Carlsborg barber Joyce Horner shaves Bob Hicks' neck Tuesday. One of the last barbers on the North Olympic Peninsula to still offer hot shaves

Carlsborg barber Joyce Horner shaves Bob Hicks' neck Tuesday. One of the last barbers on the North Olympic Peninsula to still offer hot shaves

Whistle Stop Barber Shop in Carlsborg to give last shave and haircut Friday

CARLSBORG –– The hot shave, a barbershop tradition reminiscent of the days when trains rattled through town, will go the way of the railroad Friday, as Joyce Horner closes down her Whistle Stop Barber Shop.

After 16½ years of old-fashioned barbering in her shop next to the Chicago, Milwaukee, St. Paul and Pacific railroad bed, now the Olympic Discovery Trail, Horner, 73, will give her last hot shave Friday.

The shave-and-a-haircut combo has been more than two bits for some time. But even at the 2014 price of $16, Horner said many of her regular customers come in just to feel the blade swipe whiskers and hot lather off their faces, followed of course by a hot towel.

“I know the shave and hot towel are the only reason I still get some of my customers in,” Horner said.

“I don’t even know what to tell my customers because I’m the last place that still does shaves.”

Horner is hosting open houses through Friday for regular customers to experience one more time the purr of the Whistle Stop’s hot shave machine, the gleam of a fresh straight razor and the train whistle that signals an incoming call on her steam engine telephone.

The open house at 190 Village Lane runs from 9 a.m. to 3 p.m. each day, with cake, cookies and hot coffee accompanying Horner’s smile.

“I hate leaving all my guys. They’re like family to me,” she said.

Many of those customers donated the railroad relics that will be sold off at area garage sales.

“I won’t cry if you don’t,” said Bob Hicks, who has had his hair cut and his beard trimmed by Horner since moving to Sequim in the late 1990s.

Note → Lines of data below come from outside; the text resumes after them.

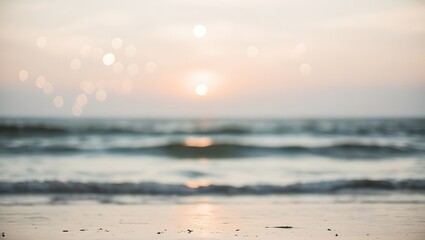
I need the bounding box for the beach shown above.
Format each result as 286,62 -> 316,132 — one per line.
2,0 -> 425,238
1,118 -> 424,239
1,196 -> 425,240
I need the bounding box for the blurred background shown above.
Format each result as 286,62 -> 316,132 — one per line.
0,0 -> 424,118
0,0 -> 424,201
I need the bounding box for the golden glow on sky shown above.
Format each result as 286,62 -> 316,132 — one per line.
103,53 -> 115,66
193,24 -> 207,38
182,70 -> 220,98
195,84 -> 208,96
299,64 -> 312,76
125,45 -> 137,57
111,37 -> 123,49
145,61 -> 157,73
112,62 -> 124,74
126,63 -> 139,76
80,45 -> 91,58
292,43 -> 307,58
18,70 -> 28,82
80,81 -> 96,94
70,59 -> 82,70
246,46 -> 258,58
2,0 -> 425,118
36,36 -> 46,49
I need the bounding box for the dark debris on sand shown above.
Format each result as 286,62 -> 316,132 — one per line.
1,232 -> 5,237
62,230 -> 69,233
267,226 -> 293,229
97,228 -> 109,232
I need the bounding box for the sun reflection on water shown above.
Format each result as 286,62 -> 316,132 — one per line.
172,197 -> 224,237
184,137 -> 213,148
185,179 -> 211,189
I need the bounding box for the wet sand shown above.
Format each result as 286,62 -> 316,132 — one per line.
1,197 -> 424,240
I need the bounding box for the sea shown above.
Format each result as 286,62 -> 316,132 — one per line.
0,118 -> 424,204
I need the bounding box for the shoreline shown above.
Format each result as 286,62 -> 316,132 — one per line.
1,197 -> 424,240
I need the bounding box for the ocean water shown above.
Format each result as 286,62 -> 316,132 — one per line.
0,118 -> 424,203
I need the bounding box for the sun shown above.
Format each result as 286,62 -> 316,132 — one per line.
193,24 -> 207,38
195,84 -> 208,96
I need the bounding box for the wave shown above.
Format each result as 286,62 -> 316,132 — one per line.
1,118 -> 424,137
0,124 -> 68,135
0,179 -> 424,195
109,142 -> 421,158
1,142 -> 422,158
0,123 -> 251,136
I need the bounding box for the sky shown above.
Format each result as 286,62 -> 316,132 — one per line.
0,0 -> 424,118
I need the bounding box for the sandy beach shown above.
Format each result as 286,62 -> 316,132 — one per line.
1,119 -> 425,240
1,0 -> 425,238
1,196 -> 424,240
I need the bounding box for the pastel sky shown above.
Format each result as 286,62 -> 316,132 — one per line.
0,0 -> 424,118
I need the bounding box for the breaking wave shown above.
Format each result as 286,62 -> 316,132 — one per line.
1,118 -> 424,136
1,179 -> 424,195
1,142 -> 422,158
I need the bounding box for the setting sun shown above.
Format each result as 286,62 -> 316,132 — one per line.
195,84 -> 208,96
193,24 -> 207,38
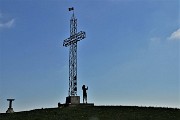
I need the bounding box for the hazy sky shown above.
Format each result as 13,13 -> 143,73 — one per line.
0,0 -> 179,112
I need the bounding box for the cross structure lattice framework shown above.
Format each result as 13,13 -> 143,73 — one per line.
63,7 -> 86,96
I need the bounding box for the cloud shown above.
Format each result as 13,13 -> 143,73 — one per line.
168,28 -> 180,41
0,12 -> 15,29
0,18 -> 15,28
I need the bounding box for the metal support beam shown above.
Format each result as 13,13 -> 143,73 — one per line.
63,31 -> 86,47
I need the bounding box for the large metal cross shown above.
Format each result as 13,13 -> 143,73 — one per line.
63,8 -> 86,96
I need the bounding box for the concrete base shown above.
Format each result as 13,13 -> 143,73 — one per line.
6,108 -> 14,113
65,103 -> 94,107
66,96 -> 80,104
80,103 -> 94,106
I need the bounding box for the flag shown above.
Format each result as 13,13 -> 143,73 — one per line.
69,7 -> 74,11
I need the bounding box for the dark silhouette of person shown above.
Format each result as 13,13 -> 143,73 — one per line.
82,85 -> 88,104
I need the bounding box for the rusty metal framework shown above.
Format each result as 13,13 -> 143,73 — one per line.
63,8 -> 86,96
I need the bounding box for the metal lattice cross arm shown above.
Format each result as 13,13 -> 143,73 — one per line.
63,31 -> 86,47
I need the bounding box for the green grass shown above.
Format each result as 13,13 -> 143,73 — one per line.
1,106 -> 180,120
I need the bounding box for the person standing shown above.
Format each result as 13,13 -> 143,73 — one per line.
82,85 -> 88,104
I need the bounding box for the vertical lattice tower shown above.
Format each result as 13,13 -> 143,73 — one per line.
63,8 -> 86,96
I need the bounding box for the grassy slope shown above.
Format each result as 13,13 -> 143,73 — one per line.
1,106 -> 180,120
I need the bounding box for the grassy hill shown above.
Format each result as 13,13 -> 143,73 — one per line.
1,105 -> 180,120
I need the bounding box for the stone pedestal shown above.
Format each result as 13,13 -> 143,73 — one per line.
6,108 -> 14,113
66,96 -> 80,104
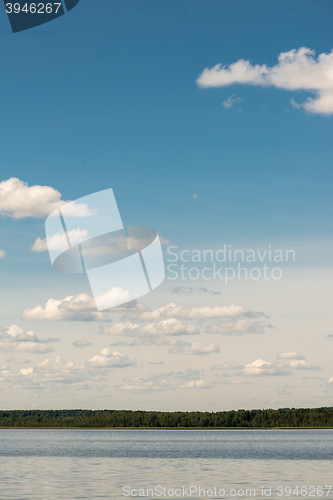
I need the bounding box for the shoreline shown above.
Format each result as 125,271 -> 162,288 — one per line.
1,426 -> 333,430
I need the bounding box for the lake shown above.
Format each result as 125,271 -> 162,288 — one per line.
0,429 -> 332,500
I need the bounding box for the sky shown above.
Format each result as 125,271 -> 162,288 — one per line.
0,0 -> 332,411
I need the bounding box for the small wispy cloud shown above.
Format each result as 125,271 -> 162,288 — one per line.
171,286 -> 221,296
221,94 -> 243,109
72,340 -> 93,348
168,340 -> 220,356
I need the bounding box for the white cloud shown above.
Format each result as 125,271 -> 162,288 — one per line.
30,236 -> 54,253
0,178 -> 97,219
31,229 -> 88,253
181,380 -> 210,389
329,377 -> 333,384
72,340 -> 93,348
101,318 -> 198,337
242,354 -> 322,377
0,178 -> 64,219
87,348 -> 134,368
0,250 -> 5,259
131,302 -> 266,322
118,369 -> 204,393
0,324 -> 38,342
0,325 -> 55,354
197,47 -> 333,114
0,349 -> 136,389
111,337 -> 212,351
94,287 -> 133,311
207,319 -> 272,335
277,352 -> 305,360
22,294 -> 111,322
221,94 -> 243,109
242,358 -> 291,377
168,340 -> 219,355
287,360 -> 322,370
59,201 -> 97,218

For now, she plans to move to Vallejo, Calif., to live near her children and their families.

Horner originally set up the Whistle Stop Barber Shop in Manette, a small town that has been absorbed by Bremerton.

Horner has been a railroad buff since she was a child growing up climbing on steam engines in Indiana while her father, a locomotive engineer, worked.

“I was the princess of the rail yard,” she remembered.

Horner said she wanted an old-timey-sounding name when she set up her barber business after attending barber school on a grant from state timber funds.

“I almost called it Joe’s Tonosorial Parlor, but a friend of mine said that sounded like a house of ill-repute,” she said.

“So I thought back to my dad and the trains and came up with the Whistle Stop.”

Tiring of the soggy weather of the Bremerton area, she packed up the shop and moved to Carlsborg, where the Whistle Stop operated out of the old post office building for several years.

Before setting up her current location, Horner went mobile, packing up her scissors and razor and visiting the homes of loyal customers from Discovery Bay to Port Angeles.

“It’s time to move on, but I am going to miss these guys and hearing all their stories I’ll never tell,” she said.

“Maybe when I get down to California, I can put them in a book.”

“Tales from the Whistle Stop,” laughed Hicks as Horner wiped a remnant dab of lather from the tip of his ear.